PlayHT is a better-known option for teams that care about voice variety and broad language coverage for content workflows. It offers 600+ voices across 140+ languages and also supports conversational use cases with PlayDialog and Twilio integration. Compared with ElevenLabs, PlayHT feels more creator and marketing oriented, while ElevenLabs feels more balanced between creators, developers, and enterprise agent teams.

Fish Audio is the one to watch if you care most about voice quality benchmarks, lower cost, or self-hosting flexibility. Our research notes that Fish Audio tops some blind quality tests and offers an open-source model plus a huge voice community. ElevenLabs still has stronger enterprise packaging and a more mature agent platform, but Fish Audio may appeal more to teams that want lower-level control.

Azure Text-to-Speech is the conservative enterprise choice. It offers dependable infrastructure, strong pronunciation accuracy, and easy adoption for companies already deep in Microsoft’s ecosystem. The trade-off is that it tends to sound more mechanical and less emotionally rich than ElevenLabs. If your use case is transactional and precision-first, Azure can be enough. If voice personality matters, ElevenLabs usually tells the better story.

FAQ

What is ElevenLabs best for?

We think it is best for apps and teams that need natural-sounding speech, multilingual support, or voice agents across multiple channels. It is especially strong when voice quality is part of the user experience, not just a utility feature.

Is ElevenLabs just a text-to-speech tool?

No. It also includes speech-to-text, voice cloning, dubbing, and a full agent platform called ElevenAgents for phone, chat, email, and WhatsApp.

How do I get started?

Start on the free tier and test a few voices with your actual content. If you are building an app, the next step is usually a small API prototype using the Python or JavaScript SDK.

How long to set up?

Simple text-to-speech testing takes minutes. A basic API integration can be done in a day or two, while a production voice agent with business systems, disclosures, and monitoring will take longer.

Does ElevenLabs support real-time voice agents?

Yes. Eleven Flash v2.5 is designed for real-time interactions with sub-75 ms time-to-first-audio, and Scribe v2 Realtime can return partial transcriptions in around 150 ms.

How many languages does ElevenLabs support?

It depends on the feature. Eleven v3 supports 74 languages, Scribe supports 90+ languages, and dubbing supports 29 languages.

Can I clone a voice?

Yes. Instant Voice Cloning can work from 30 seconds to 1 minute of audio, though better recordings usually lead to better results.

Is ElevenLabs good for enterprise use?

Yes, based on the customers in our research, including Revolut, Square, Duolingo, and major publishers. It also offers enterprise support for compliance and dedicated infrastructure.

What does ElevenLabs cost in practice?

Small experiments are cheap, but production costs depend on how many characters your app generates. Verbose agents can become expensive faster than teams expect.
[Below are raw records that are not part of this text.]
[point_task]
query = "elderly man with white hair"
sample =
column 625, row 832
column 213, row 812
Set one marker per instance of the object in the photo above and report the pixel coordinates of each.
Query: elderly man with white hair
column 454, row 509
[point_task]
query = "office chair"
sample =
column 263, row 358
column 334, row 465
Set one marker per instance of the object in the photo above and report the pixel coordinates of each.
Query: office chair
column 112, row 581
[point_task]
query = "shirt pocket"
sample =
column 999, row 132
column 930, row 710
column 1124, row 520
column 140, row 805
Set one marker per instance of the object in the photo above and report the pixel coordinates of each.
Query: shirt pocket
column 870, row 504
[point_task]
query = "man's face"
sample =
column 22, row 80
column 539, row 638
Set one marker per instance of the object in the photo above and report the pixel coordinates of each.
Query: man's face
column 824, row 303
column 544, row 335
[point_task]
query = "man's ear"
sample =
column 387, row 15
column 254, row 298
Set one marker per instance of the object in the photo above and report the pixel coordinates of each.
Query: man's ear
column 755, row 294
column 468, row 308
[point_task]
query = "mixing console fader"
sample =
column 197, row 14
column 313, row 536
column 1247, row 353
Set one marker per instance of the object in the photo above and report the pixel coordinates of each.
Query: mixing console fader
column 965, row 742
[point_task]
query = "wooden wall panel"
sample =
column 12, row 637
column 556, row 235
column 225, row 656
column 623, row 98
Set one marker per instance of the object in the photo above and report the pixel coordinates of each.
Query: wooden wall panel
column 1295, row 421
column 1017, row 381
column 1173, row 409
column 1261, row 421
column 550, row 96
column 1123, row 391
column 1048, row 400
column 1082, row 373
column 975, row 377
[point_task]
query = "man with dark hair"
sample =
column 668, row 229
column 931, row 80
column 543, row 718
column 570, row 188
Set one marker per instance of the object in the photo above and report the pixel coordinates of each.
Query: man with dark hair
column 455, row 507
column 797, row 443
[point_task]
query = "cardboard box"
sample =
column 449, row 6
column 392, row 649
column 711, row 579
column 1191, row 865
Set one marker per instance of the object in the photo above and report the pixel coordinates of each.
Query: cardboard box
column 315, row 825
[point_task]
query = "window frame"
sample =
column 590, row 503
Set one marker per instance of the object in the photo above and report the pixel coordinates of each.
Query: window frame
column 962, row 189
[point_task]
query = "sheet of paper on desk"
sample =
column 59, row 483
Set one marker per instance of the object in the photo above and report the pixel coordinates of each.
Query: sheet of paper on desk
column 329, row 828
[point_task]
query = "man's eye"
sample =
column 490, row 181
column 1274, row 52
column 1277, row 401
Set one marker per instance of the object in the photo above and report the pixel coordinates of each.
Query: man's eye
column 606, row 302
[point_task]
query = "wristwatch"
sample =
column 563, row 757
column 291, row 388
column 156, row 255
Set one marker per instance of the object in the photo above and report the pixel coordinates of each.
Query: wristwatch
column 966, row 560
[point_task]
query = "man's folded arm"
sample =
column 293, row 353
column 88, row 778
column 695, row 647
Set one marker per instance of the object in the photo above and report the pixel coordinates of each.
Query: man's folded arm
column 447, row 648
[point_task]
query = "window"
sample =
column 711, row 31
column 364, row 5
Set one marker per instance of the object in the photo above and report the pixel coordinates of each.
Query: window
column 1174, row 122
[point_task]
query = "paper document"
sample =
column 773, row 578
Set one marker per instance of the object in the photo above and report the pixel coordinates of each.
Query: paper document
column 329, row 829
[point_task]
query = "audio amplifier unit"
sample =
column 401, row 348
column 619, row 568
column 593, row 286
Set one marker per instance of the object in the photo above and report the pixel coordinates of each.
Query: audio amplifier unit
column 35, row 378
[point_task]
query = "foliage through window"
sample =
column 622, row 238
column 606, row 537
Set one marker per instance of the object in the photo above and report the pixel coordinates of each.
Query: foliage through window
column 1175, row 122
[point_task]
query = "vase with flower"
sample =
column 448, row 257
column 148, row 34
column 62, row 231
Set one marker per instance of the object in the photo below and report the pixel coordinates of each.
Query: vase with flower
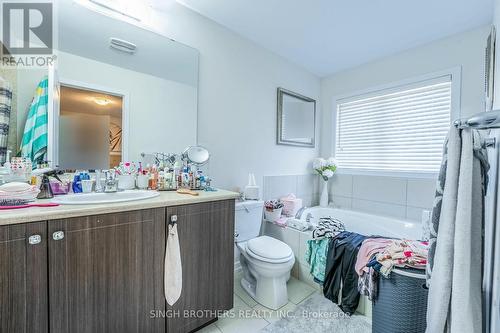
column 326, row 169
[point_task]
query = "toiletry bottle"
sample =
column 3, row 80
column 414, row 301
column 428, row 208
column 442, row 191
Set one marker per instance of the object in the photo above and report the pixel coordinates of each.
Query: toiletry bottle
column 77, row 184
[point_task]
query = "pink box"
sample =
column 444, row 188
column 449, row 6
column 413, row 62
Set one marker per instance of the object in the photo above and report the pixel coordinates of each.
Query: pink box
column 291, row 205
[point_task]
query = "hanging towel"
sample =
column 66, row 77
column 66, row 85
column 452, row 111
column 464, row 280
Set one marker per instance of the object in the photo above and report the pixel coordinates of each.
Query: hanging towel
column 35, row 135
column 454, row 265
column 5, row 108
column 173, row 266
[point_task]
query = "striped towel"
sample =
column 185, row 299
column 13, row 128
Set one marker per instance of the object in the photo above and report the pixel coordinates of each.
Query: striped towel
column 35, row 136
column 5, row 107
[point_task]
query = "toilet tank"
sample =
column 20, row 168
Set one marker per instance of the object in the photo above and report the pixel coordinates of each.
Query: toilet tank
column 248, row 219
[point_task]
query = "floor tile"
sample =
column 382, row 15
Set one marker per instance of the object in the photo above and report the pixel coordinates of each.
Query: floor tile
column 298, row 290
column 241, row 319
column 275, row 315
column 237, row 325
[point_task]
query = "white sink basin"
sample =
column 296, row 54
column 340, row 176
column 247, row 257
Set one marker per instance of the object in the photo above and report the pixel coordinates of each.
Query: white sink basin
column 103, row 198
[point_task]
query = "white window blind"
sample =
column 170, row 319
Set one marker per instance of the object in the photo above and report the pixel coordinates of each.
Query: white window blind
column 399, row 129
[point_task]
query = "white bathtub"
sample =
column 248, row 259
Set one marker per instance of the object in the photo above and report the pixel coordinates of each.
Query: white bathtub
column 362, row 223
column 366, row 224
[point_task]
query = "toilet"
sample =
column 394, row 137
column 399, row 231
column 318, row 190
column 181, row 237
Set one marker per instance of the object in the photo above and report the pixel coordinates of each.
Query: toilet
column 266, row 262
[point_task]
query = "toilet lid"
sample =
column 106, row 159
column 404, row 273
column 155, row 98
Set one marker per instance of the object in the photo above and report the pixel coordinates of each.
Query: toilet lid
column 269, row 248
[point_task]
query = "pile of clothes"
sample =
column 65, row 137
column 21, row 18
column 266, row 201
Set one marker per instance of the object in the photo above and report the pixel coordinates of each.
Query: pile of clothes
column 348, row 264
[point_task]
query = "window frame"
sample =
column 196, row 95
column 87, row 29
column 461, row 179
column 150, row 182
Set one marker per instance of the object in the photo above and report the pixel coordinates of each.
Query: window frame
column 456, row 96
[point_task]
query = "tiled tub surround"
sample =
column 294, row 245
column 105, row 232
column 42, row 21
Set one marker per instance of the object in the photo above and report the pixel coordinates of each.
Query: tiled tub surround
column 355, row 222
column 399, row 197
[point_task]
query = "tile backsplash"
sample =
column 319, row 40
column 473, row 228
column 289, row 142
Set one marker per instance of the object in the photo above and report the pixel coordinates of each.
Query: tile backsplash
column 399, row 197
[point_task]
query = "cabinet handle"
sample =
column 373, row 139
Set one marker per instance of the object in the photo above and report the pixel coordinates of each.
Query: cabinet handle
column 58, row 235
column 35, row 239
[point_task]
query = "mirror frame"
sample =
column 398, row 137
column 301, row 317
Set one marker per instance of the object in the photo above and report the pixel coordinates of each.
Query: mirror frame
column 279, row 138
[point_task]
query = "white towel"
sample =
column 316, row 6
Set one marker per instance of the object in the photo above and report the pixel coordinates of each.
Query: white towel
column 173, row 266
column 454, row 303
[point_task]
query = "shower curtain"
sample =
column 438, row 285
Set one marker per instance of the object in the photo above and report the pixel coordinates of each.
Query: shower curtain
column 5, row 108
column 454, row 269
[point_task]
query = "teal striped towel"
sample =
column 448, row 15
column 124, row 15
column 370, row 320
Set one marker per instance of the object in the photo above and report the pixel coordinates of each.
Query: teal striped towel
column 35, row 135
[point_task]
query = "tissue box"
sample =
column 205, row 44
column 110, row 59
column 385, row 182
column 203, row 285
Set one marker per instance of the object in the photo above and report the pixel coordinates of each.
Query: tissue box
column 291, row 205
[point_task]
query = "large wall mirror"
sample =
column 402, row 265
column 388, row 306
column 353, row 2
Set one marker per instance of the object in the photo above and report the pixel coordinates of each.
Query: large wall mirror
column 296, row 119
column 116, row 91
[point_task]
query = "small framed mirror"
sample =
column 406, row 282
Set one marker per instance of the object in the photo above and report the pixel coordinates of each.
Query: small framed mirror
column 296, row 119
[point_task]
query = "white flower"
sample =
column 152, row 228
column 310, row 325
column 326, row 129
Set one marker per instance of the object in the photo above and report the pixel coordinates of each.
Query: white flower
column 318, row 163
column 328, row 173
column 331, row 162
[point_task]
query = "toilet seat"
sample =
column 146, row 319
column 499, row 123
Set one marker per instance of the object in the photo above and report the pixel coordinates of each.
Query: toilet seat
column 269, row 250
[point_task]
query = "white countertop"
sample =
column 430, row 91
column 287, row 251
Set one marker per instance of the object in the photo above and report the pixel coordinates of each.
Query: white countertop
column 165, row 199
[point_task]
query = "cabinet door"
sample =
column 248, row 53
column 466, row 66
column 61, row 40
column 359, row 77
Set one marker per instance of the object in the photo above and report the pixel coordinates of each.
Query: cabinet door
column 206, row 236
column 106, row 273
column 23, row 278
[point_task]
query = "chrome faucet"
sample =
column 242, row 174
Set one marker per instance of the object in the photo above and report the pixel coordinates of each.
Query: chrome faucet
column 111, row 183
column 98, row 182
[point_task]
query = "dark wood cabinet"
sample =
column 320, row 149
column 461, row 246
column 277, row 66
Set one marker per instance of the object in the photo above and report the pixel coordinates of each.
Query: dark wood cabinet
column 23, row 278
column 206, row 237
column 106, row 273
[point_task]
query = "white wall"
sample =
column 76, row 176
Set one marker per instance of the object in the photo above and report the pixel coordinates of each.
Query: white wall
column 237, row 100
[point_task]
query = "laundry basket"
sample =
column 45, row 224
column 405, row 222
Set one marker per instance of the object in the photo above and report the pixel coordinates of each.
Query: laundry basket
column 401, row 304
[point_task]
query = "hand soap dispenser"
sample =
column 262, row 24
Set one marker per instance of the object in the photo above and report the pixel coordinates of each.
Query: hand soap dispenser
column 251, row 190
column 45, row 189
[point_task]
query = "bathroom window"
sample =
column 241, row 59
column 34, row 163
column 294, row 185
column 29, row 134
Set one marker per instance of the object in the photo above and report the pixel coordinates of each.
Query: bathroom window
column 397, row 129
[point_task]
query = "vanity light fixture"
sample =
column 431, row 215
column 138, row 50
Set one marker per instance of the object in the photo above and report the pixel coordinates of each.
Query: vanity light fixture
column 119, row 7
column 101, row 101
column 122, row 45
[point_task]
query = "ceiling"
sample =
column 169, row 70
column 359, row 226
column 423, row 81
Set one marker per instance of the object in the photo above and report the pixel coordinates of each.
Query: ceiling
column 327, row 36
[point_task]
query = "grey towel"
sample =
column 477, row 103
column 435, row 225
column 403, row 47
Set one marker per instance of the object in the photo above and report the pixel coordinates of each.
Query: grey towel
column 454, row 265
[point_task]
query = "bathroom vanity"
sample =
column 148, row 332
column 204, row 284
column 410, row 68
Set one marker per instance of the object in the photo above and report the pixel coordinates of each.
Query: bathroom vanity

Is ElevenLabs the fastest option?

Not necessarily. It is fast enough for many real-time use cases, but Cartesia is a stronger candidate if minimum latency is your top requirement.

Is ElevenLabs the best quality option?

It is one of the strongest mainstream options, especially for emotional delivery. That said, our research found Fish Audio scoring higher in some blind quality tests.

Does ElevenLabs have safety controls?

Yes. It requires disclosure for AI agents, offers an AI Speech Classifier for detecting audio generated on its platform, and has moderation and policy controls around misuse.